As faithful Catholics and the pro-life community gear up for the 2026 March for Life this Friday, president Jennie Bradley Lichter shared with EWTN Pro-Life Weekly a moving story of the importance of prayer for mothers who are contemplating abortion.
Speaking to host Abi Galvan in an interview set to air Wednesday evening on EWTN, Lichter remembered one year that she was unable to march.
“The year that my oldest child was born — he’s a winter baby and was born in the winter of 2013, 2014, which was a particularly cold winter here in Washington — I couldn’t march that year,” Lichter recollected to Galvan.
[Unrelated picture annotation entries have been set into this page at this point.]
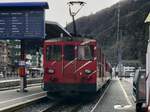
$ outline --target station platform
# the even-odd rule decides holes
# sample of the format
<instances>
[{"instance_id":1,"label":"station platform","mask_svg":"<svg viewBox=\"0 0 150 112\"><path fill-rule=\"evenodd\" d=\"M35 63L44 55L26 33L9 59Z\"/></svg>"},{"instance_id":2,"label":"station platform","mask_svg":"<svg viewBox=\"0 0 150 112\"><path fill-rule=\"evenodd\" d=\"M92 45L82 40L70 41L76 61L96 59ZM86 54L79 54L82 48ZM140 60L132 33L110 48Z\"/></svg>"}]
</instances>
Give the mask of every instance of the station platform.
<instances>
[{"instance_id":1,"label":"station platform","mask_svg":"<svg viewBox=\"0 0 150 112\"><path fill-rule=\"evenodd\" d=\"M135 112L132 79L113 79L93 112Z\"/></svg>"},{"instance_id":2,"label":"station platform","mask_svg":"<svg viewBox=\"0 0 150 112\"><path fill-rule=\"evenodd\" d=\"M17 92L17 89L0 91L0 112L46 96L41 86L28 87L27 90L24 93Z\"/></svg>"},{"instance_id":3,"label":"station platform","mask_svg":"<svg viewBox=\"0 0 150 112\"><path fill-rule=\"evenodd\" d=\"M42 83L42 78L28 78L27 85L35 85ZM0 80L0 91L19 88L20 79Z\"/></svg>"}]
</instances>

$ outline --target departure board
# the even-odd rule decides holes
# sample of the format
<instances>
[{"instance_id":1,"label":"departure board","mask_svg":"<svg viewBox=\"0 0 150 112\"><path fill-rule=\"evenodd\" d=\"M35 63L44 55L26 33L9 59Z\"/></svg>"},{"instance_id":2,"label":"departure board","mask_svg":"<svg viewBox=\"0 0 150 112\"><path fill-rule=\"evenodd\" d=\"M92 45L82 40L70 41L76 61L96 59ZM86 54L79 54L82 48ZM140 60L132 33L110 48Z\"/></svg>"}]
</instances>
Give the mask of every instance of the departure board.
<instances>
[{"instance_id":1,"label":"departure board","mask_svg":"<svg viewBox=\"0 0 150 112\"><path fill-rule=\"evenodd\" d=\"M44 9L0 11L0 39L44 38Z\"/></svg>"}]
</instances>

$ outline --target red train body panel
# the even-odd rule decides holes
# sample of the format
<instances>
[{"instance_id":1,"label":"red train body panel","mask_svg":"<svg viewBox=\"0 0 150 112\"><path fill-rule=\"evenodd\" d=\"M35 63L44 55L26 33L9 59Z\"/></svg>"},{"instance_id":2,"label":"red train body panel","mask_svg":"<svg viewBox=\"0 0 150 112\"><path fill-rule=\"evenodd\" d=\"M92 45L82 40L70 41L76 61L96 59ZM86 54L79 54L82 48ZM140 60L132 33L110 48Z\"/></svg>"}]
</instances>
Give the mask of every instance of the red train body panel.
<instances>
[{"instance_id":1,"label":"red train body panel","mask_svg":"<svg viewBox=\"0 0 150 112\"><path fill-rule=\"evenodd\" d=\"M94 93L110 79L111 66L94 39L46 40L43 54L48 93Z\"/></svg>"}]
</instances>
“He was 2 months old on the day of the March for Life. He had been sick a lot that winter. And I knew that it would just be irresponsible to take him out in the cold and take him down to the mall. So what I did instead that day, when my husband was at work, is just I sat holding my baby, my first born child, and just prayed through that whole afternoon, knowing that the march was going on at the time, just holding my baby and just praying and crying, honestly, for all of the women who were choosing abortion that day, for all of the moms who had let the culture or their partners, or their parents, or anyone else in their lives get between them and their babies, right?”
And clutching her baby, basking in the beauty of that amazing bond a mother feels so deeply to the core, she felt the weight of the reality of abortion much more heavily.
“After becoming a mom myself, [the tragedy of abortion was] just felt so deeply personal and so profoundly tragic to me, even more so than it ever had before. And that moment in that day was something I thought back to quite a bit when I was discerning about joining the March for Life, right?”

And as she marches for the second year as president of the staunchly pro-life organization — whose movement started with the first march founded by Nellie Gray in 1974 in response the the Supreme Court ruling in Roe v. Wade — Lichter said that the pro-life cause remains a constant mission and prayer for herself and her team.
“And just wanting to make sure that moms aren’t ever put in the position to have a wedge driven between themselves and their babies. So the team and I pray, my team and I pray, every time we pray together for mothers who are finding out about an unplanned pregnancy on that day, any mother who’s contemplating abortion on that day, I think that’s really important.”
In this way, Lichter says mothers and pro-lifers across the country can take part in this historic and monumental day even when distance and life’s responsibilities get in the way.
“I just know that there’s so, so many other women out there who maybe can’t be marching because they’re taking care of a sick child or they can’t travel but whose hearts are with other mothers and are really joined in prayer to other moms. And I think that’s incredibly important, too,” Lichter said.
“It’s really great to come to the march when you can, but holding other moms in prayer and other women in prayer is one of the most important things we can do.”